Yeah. So this is how sometimes maybe you can also reach too many papers and then like preemptively discard papers.
So my first hunch turned out to be wrong when I learned.
When I joined the company, I was sure that this must have been tested properly so that there was a good reason to roll it out.
And then I learned that this was not the NCF that I remembered from the original paper.
Yeah. Since then time passed and multiple models followed.
There was another deep learning based model integrating more content and contextual signals into it, namely the second pass ranker short for SPR.
There was a dedicated first time user model or something dedicated to cold start users.
But apart from that, we might be able to work on something because more recently we were working on something together, bringing transformers into production at Volt and now being called UVR.
So Universal Venue Ranker that has shown even more uplift.
Yeah. So NCF was like a huge step forward. Right. But it was not by any means.
It was not the kind of ultimate model that did like perfect ranking recommendations.
It was a huge improvement. But metrics were still. Yeah.
There was still room for improvement and room was pretty spacious, I would say.
And the one limitation of the NCF was that it didn't take into account locality. Right.
So customers may have different locations, for instance, they may buy from home, from work and NCF take all of the signals and cram it into one user vector.
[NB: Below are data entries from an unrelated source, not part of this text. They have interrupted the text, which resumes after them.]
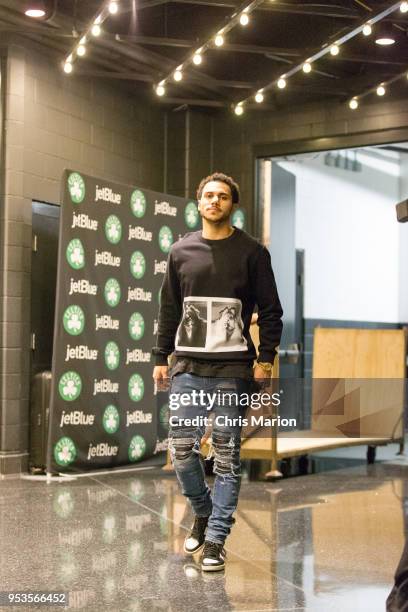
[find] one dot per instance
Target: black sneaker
(213, 557)
(195, 539)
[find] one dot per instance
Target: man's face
(216, 202)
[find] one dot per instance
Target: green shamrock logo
(165, 238)
(112, 292)
(64, 451)
(74, 320)
(110, 419)
(75, 254)
(136, 388)
(136, 326)
(137, 448)
(138, 203)
(112, 356)
(113, 229)
(76, 187)
(70, 386)
(138, 264)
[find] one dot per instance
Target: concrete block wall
(52, 122)
(189, 151)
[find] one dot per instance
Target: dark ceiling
(148, 39)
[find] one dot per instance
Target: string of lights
(241, 16)
(332, 48)
(380, 90)
(110, 7)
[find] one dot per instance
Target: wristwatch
(266, 366)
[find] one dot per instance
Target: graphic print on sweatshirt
(211, 324)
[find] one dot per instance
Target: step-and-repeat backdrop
(113, 248)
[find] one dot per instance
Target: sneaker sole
(193, 552)
(212, 568)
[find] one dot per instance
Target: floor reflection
(322, 542)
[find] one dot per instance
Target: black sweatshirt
(208, 296)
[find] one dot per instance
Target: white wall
(346, 223)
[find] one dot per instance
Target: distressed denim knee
(226, 447)
(182, 444)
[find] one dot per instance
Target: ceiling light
(113, 7)
(35, 9)
(385, 36)
(385, 41)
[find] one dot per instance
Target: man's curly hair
(220, 176)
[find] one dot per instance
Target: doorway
(44, 261)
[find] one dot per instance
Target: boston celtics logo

That's why it may recommend you when you are at home, it may rank higher up in the list of venues that are far away from your home just because they are from your work location and are similar to the restaurants that you've ordered from your working place.
And this is only one limitation that comes to my mind that is pretty easy to solve. Right.
And the SPR includes, for instance, explicit distance features. So how far venues from the customer also deliver estimate.
Also other tons of other features like content features of the of the restaurant like menu size, like proportion of images, whatever.
So it definitely was an improvement over the NCF and they work like a multi-stage model.
And CF was not only quite good at ranking, but it was also pretty fast.
I'm really proud of it because it was a model that ranks thousands venues in under 30 milliseconds for 99th percentile of latency, which is pretty good.
I would say taking into account this like a deep neural network. Right.
But because it sits in memory, there is no additional round trips to any storages, whatever. It is so fast, even on a CPU.
Yeah. That enabled us to apply a second stage model on top of it. Of course, we don't re-rank all the venues in the list.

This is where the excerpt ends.